On Friday, Macke seemed equally perplexed at Wal-Mart's follow-up filing with the SEC.

"It's bizarre," he said. "Better to remain silent. Justification seems the obvious reason behind it, but there's nothing about his compensation being tied to shareholders. There should be some relationship between pay and return to shareholders.

"The financial arguments make sense to an extent, but the idea that employees are proud of him is nice but has nothing to do with his compensation at all."

Fund manager Patricia Edwards of Wentworth, Hauser and Violich in Seattle, also said she had never seen an SEC document like the one Wal-Mart filed.

"They seem to want to be able to make sure the public has the information they have as reasons for the compensation. It's fine, but not everyone is going to agree with it," she said.

Wal-Mart's most persistent critic, Wal-Mart Watch of Washington, weighed in with its own statement. Spokesman Nu Wexler called the SEC document "defensive and misleading."

"It's awfully hard to justify a $29 million CEO salary when your stock is dead money, your upscale strategy was a flop, and you've just posted the lowest same-store sales growth in the history of the company. Lee Scott's spending a lot of time putting out public relations brushfires and Wal-Mart's senior management team seems to be losing its focus on the fundamentals," he said in an e-mail.

Wal-Mart's stock price has remained sluggish since Scott took over the company almost seven years ago. The company also has had to defend itself recently against attacks over its wages and health benefits, largely from Wal-Mart Watch and another union-backed organization, Wake-Up Wal-Mart.

Text of Wal-Mart's SEC filing on Thursday:

"Lee Scott leads the largest and most complex company in the world and has delivered strong financial performance. Last year alone, sales were up $37 billion and income from continuing operations increased by $770 million from the prior fiscal year. Since he became CEO in 2000, annual sales have more than doubled to $345 billion and income from continuing operations has grown 126 percent to $12.2 billion. Compound annual growth rates are strong in almost every major category: net sales 12.3 percent, income from continuing operations 11.8 percent, EPS from continuing operations 12.9 percent.

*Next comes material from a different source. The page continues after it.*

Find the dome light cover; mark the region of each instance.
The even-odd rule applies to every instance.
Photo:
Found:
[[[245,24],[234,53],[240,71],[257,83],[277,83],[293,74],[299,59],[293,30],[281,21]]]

We have maintained double-digit annual growth rates in sales and income from continuing operations, which is almost unprecedented for a company this size. More people than ever are shopping at Wal-Mart and that's why we are once again the number one company in the Fortune 500.

More than 85 percent of our CEO's compensation, as set by an independent board committee, is tied to the company's financial performance. Lee Scott's compensation is benchmarked with the CEOs of other publicly traded U.S. retailers and large companies. When compared to other companies, it is among the lowest as a percentage of annual revenue and net income.

Our associates respect that Wal-Mart has a well-recognized culture of opportunity. They are proud that their CEO started as a manager in the trucking division and has stayed with the company for 28 years. They're also proud that his leadership - through sustainability initiatives and the $4 prescription drug program -- reflects the company's purpose of saving people money so they can live better."